Le coût des travaux s'élèverait à 189 061,00 euros HT et l'opération serait financée comme suit :
- 92 942,96 euros HT par l'assureur de la commune
- 58 305,84 euros HT par la Préfecture du Val-d'Oise
- 37 812,20 euros HT à la charge de la Commune
Après en avoir délibéré, à l'UNANIMITÉ des votants, le Conseil municipal APPROUVE la demande de subvention au taux le plus élevé auprès de la Préfecture du Val-d'Oise dans le cadre de la DSIL pour les travaux de réhabilitation du stand de tir et du Centre technique municipal, AUTORISE le versement à la Commune et AUTORISE Monsieur le Maire ou son représentant légal, à signer tous les documents s’y rapportant.
11È QUESTION N°15
OBJET : DÉCISIONS PRISES PAR M. LE MAIRE EN APPLICATION DE L'ARTICLE L.2122-22 DU CODE GÉNÉRAL DES COLLECTIVITÉS TERRITORIALES. M. le Maire
Le Conseil municipal prend acte que les décisions prises par Monsieur le Maire en application de l'article L.2122-22 ont été portées à la connaissance des membres : 26-050 : Demande de subvention auprès du conseil départemental du Val-d'Oise au titre du dispositif « Equipements Culturels ».

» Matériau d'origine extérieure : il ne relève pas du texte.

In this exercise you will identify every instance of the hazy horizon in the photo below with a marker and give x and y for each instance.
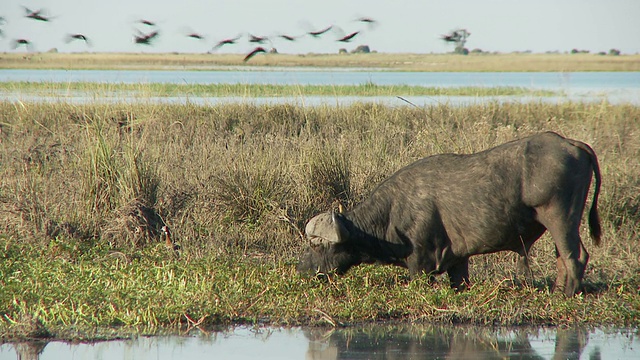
(403, 26)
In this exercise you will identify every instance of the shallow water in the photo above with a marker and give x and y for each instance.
(382, 341)
(613, 87)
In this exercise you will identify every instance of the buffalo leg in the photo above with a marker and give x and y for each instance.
(459, 275)
(523, 268)
(571, 255)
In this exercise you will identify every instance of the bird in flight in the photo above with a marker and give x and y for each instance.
(36, 15)
(195, 36)
(20, 42)
(81, 37)
(349, 37)
(253, 53)
(225, 42)
(320, 32)
(257, 39)
(288, 37)
(147, 22)
(145, 39)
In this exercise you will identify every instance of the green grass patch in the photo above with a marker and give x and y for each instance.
(85, 190)
(251, 90)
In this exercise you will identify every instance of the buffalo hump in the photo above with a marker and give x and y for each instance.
(435, 213)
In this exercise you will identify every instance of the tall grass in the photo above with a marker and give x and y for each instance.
(85, 189)
(387, 61)
(258, 90)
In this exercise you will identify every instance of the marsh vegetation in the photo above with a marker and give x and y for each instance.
(382, 61)
(85, 190)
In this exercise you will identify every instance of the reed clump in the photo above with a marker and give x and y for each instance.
(86, 189)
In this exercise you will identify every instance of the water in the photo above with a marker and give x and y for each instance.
(615, 87)
(399, 341)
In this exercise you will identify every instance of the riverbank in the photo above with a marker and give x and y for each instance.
(85, 191)
(369, 62)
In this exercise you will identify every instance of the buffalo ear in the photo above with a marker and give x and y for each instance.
(340, 227)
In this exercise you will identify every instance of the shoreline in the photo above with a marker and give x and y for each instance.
(366, 62)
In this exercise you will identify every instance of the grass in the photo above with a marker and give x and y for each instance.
(383, 61)
(85, 189)
(251, 90)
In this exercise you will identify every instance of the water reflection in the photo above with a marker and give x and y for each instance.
(454, 343)
(372, 342)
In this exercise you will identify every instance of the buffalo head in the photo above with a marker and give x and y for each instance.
(329, 246)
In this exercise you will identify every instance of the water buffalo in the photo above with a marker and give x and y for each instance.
(432, 215)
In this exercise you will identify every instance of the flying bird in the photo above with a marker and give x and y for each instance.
(253, 53)
(36, 15)
(225, 42)
(147, 22)
(366, 20)
(195, 36)
(288, 37)
(19, 42)
(257, 39)
(320, 32)
(145, 39)
(349, 37)
(81, 37)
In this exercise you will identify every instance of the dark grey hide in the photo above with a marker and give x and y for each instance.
(432, 215)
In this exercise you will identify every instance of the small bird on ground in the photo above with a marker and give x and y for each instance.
(253, 53)
(168, 241)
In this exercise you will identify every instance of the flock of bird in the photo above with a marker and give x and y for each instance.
(152, 33)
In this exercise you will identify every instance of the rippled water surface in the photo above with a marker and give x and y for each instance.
(373, 342)
(615, 87)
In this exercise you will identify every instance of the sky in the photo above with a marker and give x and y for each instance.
(402, 26)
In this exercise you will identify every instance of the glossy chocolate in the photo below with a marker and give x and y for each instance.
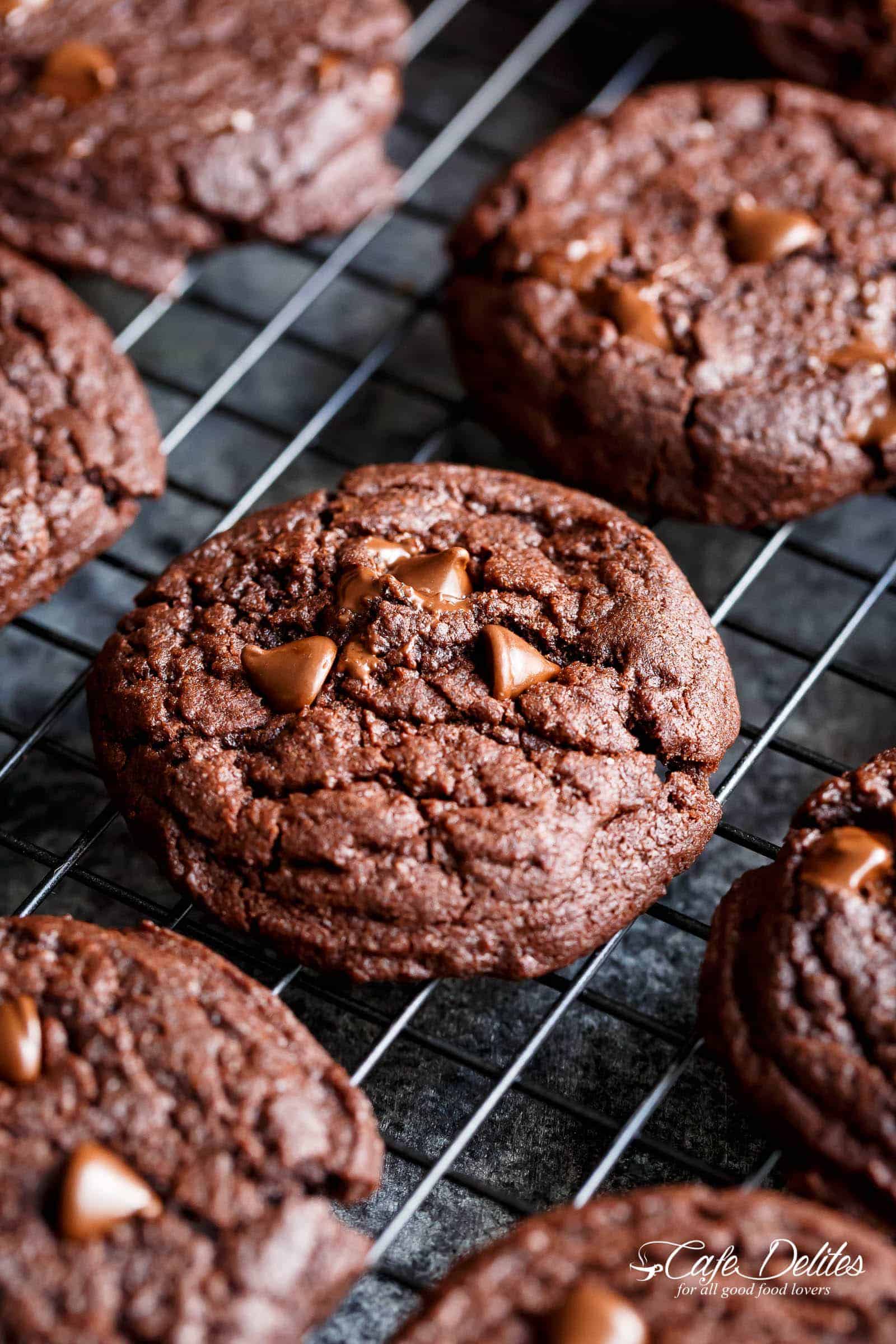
(358, 660)
(385, 550)
(848, 858)
(593, 1315)
(99, 1191)
(356, 586)
(516, 666)
(291, 676)
(437, 577)
(21, 1040)
(78, 73)
(637, 316)
(759, 234)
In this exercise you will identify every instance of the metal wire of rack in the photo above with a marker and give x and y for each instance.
(480, 1077)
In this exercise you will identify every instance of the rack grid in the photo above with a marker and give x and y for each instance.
(274, 370)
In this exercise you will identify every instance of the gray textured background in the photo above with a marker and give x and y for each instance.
(546, 1135)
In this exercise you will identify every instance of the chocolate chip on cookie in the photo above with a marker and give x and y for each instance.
(507, 761)
(171, 1139)
(713, 250)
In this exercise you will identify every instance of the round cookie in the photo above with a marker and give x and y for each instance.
(691, 304)
(80, 441)
(445, 721)
(170, 1140)
(850, 46)
(799, 987)
(136, 133)
(598, 1276)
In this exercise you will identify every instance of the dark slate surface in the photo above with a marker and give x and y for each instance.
(547, 1133)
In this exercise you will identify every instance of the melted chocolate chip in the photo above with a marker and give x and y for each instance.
(99, 1191)
(438, 577)
(575, 267)
(358, 660)
(848, 858)
(358, 586)
(385, 550)
(21, 1040)
(758, 233)
(637, 316)
(593, 1315)
(329, 71)
(516, 666)
(291, 676)
(78, 73)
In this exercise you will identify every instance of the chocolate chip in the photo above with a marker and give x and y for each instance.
(99, 1191)
(358, 660)
(516, 666)
(848, 858)
(438, 576)
(577, 265)
(385, 550)
(637, 316)
(593, 1315)
(358, 586)
(291, 676)
(78, 73)
(21, 1040)
(758, 233)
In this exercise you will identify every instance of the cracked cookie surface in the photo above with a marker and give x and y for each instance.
(584, 1265)
(78, 445)
(213, 1093)
(204, 120)
(410, 822)
(799, 988)
(606, 312)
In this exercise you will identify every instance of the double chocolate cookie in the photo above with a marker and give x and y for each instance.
(78, 444)
(800, 987)
(847, 45)
(170, 1141)
(691, 306)
(132, 135)
(672, 1264)
(445, 721)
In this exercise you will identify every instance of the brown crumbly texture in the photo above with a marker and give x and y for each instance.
(78, 440)
(799, 995)
(743, 418)
(846, 45)
(227, 119)
(412, 824)
(211, 1090)
(504, 1295)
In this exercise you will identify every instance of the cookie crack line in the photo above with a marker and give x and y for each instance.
(667, 412)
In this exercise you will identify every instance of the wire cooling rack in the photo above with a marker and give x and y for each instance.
(273, 370)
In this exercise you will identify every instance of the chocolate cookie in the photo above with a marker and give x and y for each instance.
(848, 45)
(132, 135)
(799, 986)
(613, 1273)
(78, 440)
(446, 721)
(691, 306)
(170, 1140)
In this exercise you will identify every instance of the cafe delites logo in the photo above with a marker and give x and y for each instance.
(783, 1272)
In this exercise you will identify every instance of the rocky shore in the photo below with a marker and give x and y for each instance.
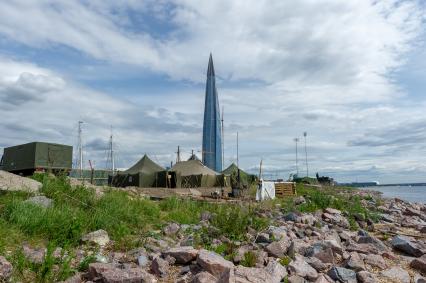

26-057 : Convention de mise à disposition de la salle Polyvalente de l'Espace Saint-Exupéry — Crédit Mutuel Franconville-la-Garenne — mercredi 1° Avril 2026 (478 € NETS). 26-065 : Contrat de cession du spectacle Le Chat sur la Photo — dans le cadre de la semaine de la lecture 2026 (5 886.58 €v TTC).
26-066 : Convention avec l'Entreprise « KODOVOLANT » - Sensibilisation à la sécurité routière (600 € NETS).
26-067 : Convention avec l'Association « Casting Production » - Spectacle de Magie (500 € NET).
26-068 : Convention avec l'Entreprise « Evasion Virtuelle » - Atelier de réalité virtuelle (390 € Net).
26-069 : Convention avec l'Entreprise « BRICKTOUT » - Ateliers de construction Lego (500 €
NET).
Le Conseil Municipal PREND ACTE de la communication des décisions municipales.
L'ordre du jour étant épuisé, la séance est levée à 21h31.
Fait à Franconville, le 15 avril 2026.